As I went towards the door, she stepped in front of me. ‘All right. All right. I don’t want violence.’

‘There won’t be if he leaves now.’

She went in, closing the door noisily behind her. I tossed my backpack onto the floor and sat. I heard voices, mostly hers interspersed with a monosyllabic male’s. Even in my worked-up state, I could not suppress my curiosity. There was a Jane Austen specialist on our corridor said to be active among faculty women in the residence blocks. Another possibility: when Rose and I had gone to one of the Science buildings for our course research, there was a big blond fellow, an AI coder. Rose had spent a long time with him. He would tear me to pieces in seconds.

The door opened and my wife came out first.

‘He’s going, OK?’ She made a downward pushing gesture with her hands to mime or promote a lowering of tension. Some hope. Her lover followed her out. I knew him instantly and was amazed. Kevin Howard of the kissable mouth and spotless complexion. I stood.
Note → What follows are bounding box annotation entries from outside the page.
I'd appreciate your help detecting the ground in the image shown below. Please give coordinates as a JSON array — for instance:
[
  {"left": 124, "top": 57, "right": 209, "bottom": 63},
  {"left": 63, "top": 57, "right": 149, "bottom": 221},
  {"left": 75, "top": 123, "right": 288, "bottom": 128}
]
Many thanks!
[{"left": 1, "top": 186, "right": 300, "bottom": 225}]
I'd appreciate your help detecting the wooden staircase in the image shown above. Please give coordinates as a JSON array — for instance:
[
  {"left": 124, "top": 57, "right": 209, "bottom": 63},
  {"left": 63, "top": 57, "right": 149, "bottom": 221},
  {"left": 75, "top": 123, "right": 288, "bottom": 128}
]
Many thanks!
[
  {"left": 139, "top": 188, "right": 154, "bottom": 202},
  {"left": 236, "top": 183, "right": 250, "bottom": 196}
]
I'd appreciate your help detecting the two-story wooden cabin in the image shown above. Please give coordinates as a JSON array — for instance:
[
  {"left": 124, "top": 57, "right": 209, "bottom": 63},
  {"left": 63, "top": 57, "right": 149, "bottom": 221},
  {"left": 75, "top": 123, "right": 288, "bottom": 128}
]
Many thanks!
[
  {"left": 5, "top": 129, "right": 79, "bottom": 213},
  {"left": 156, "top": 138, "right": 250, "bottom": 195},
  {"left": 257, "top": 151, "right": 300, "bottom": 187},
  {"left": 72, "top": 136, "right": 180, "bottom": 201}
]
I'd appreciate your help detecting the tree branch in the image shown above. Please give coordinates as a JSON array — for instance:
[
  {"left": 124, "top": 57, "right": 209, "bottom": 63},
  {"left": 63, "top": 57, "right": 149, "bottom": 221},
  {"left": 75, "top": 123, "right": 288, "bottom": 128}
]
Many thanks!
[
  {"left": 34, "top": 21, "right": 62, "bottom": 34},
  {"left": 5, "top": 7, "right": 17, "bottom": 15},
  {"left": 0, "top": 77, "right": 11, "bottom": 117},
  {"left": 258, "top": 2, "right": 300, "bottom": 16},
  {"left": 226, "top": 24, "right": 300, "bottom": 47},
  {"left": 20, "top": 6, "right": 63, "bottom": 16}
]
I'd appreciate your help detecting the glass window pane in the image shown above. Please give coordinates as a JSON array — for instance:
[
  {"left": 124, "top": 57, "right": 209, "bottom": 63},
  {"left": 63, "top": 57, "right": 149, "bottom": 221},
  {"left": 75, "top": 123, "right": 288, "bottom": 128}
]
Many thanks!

It could have been taken for a mark of respect. Perhaps it was. What an achievement! His best friend, even his mother, would have thought that a woman like Rose was beyond his grade. There was a time when Rose would have thought so too. He would not meet my eye as he hurried towards the door. Rose took care to keep herself between us. As soon as he was gone, she went past me, also careful not to look in my direction, and locked herself in the bedroom. Silence settled over the apartment. I took off my coat and shoes, found a blanket in a cupboard and lay supine on the sofa, waiting for my heart to calm and sleep to come.